There is another way of looking at and using this Rule of 72, that is, from a banker’s perspective. When a prospective home buyer applies to a bank for a home mortgage, and if the bank agrees to make the loan, based upon the borrowers ability to repay the loan, [a mistaken notion is the bank extends credit to the borrower. This is false. It is the borrower who has credit, otherwise, the bank would not make the loan] the bank will then, out of thin air, create the loan they provide to the borrower, as a credit to the borrower’s account.
The Brutal Truth
In reality, when making a home loan, the bank is making an investment in the home the buyer is borrowing the $100,000 for. Let’s take the figure we used above – $100,000 dollars. Let’s also use a typical home loan repayment term of 30 years. Let’s also assume the same interest rate we used above – 6%.
Using the Rule of 72, the bank, over the entire term of the loan, 30 years, can expect to get a return on its investment, created out of thin air, of $250,000.
How, you say?
72 / 6 = 12 years (the time it takes to double the initial investment of $100,000).

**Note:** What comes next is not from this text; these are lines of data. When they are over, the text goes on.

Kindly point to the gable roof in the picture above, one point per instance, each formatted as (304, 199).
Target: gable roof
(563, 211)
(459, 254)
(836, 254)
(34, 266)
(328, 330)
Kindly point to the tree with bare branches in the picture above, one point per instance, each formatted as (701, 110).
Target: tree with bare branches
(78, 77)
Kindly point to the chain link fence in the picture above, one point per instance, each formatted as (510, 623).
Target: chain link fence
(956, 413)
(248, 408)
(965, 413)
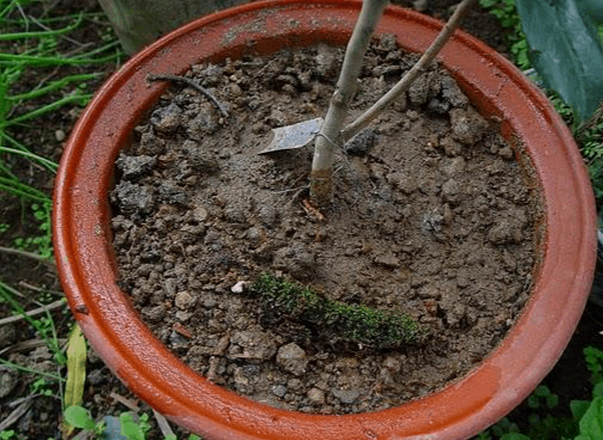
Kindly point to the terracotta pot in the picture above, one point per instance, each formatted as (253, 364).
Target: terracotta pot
(88, 270)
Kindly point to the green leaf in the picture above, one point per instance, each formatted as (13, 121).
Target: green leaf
(594, 8)
(79, 417)
(579, 408)
(76, 368)
(514, 436)
(591, 424)
(566, 50)
(129, 428)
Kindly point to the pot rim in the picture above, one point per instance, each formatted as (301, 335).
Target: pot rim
(87, 269)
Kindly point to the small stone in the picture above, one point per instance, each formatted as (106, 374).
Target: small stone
(279, 390)
(451, 147)
(212, 75)
(200, 214)
(155, 314)
(327, 63)
(452, 93)
(316, 396)
(184, 300)
(346, 396)
(404, 182)
(419, 92)
(134, 166)
(171, 192)
(268, 215)
(133, 198)
(468, 126)
(361, 143)
(151, 144)
(388, 260)
(295, 259)
(239, 287)
(506, 153)
(451, 192)
(202, 160)
(59, 135)
(167, 119)
(254, 343)
(504, 232)
(292, 358)
(8, 381)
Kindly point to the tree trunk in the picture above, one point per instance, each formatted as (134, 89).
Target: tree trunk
(140, 22)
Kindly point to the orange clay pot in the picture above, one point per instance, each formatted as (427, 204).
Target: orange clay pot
(87, 268)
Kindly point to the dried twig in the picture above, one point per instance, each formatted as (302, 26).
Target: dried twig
(192, 84)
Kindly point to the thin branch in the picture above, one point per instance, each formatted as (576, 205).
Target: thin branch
(190, 83)
(164, 426)
(405, 83)
(324, 151)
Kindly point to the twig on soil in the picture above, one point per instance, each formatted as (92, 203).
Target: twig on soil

30 year loan term / 12 = 2.5 x $100,000 = $250,000.
The borrower takes the risks of making the payment, pays all the insurance, pays for the upkeep, pays all the taxes and ends up paying two and one half times what they borrowed for the privilege of being a homeowner, the American Dream, and the bank “earns” $250,000 on the $100,000 it created through financial alchemy. Not bad, eh? Now you know why banks have the biggest buildings in any city.
An investor, instead of taking out a mortgage, would be much wiser to find a way to build their home without a mortgage and pocket much of that $250,000 they would pay to the bankers, who have done nothing more than create the digital money they credited to the borrowers account, based upon the borrower’s good credit.